Vengeance: A Love Story | Screen | Pittsburgh | Pittsburgh City Paper

Vengeance: A Love Story

A small town, a terrible crime, a moody cop: it’s all been done before

With a low-budget crime film starring Nicolas Cage, there’s at least a chance that the actor delivers one of his unhinged or otherwise inscrutable performances, thus shifting the hackneyed material to a different level of entertainment. Alas, Johnny Martin’s crime potboiler, set in Niagara Falls, doesn’t offer that. (The film was adapted from Joyce Carol Oates’ 2003 novel Rape: A Love Story.) Cage plays a police detective of some renown, though he mostly seems poorly groomed and moody, the kind of guy who ignores a vibrant young woman at the bar. But on the Fourth of July, he comes across a terrible crime scene — that same woman from the bar, who has been brutally raped by four men, all while her 12-year-old daughter is forced to watch. This horrific case goes before a small-town judge who instantly tosses it out. Despite the woman still displaying facial injuries. Despite a cop at the scene who quips, “DNA, fingerprints … they left everything except their wallets.” And despite an eyewitness. (Look, I’m not saying that plenty of worthy cases don’t get tossed for various outrageous reasons, but this particular story makes no sense at all.)

You can write the rest yourself, as Cage’s character decides to mete out justice himself, though this also makes very little sense.
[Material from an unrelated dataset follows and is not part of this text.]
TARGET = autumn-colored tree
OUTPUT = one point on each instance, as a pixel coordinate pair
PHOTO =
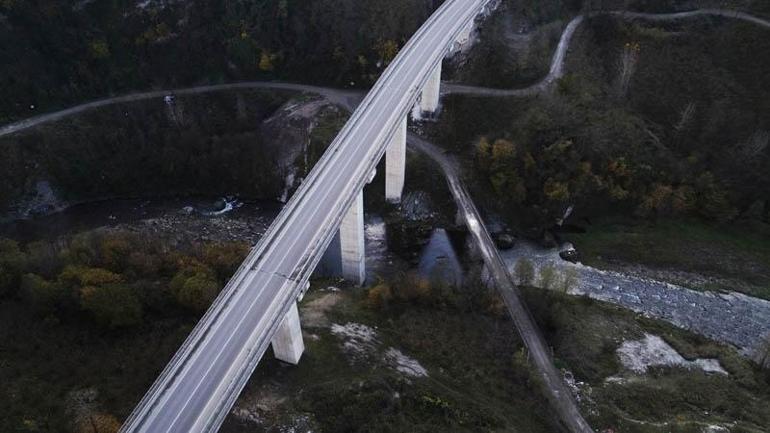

The justice system in this particular version of Niagara Falls is so inept, it fails to note even the sudden disappearances of four — four — defendants in one high-profile case. Vengeance doesn’t deliver even the fun of a nutty Cage performance, so viewers are stuck with a predictable plot, terrible dialogue and flat acting. I will note only that two other washed-up ’80s stars turn up in slightly livelier roles: Don Johnson plays a slimy defense attorney, and Dallas’ Charlene Tilton is the blowsy mom to a couple of the rapists.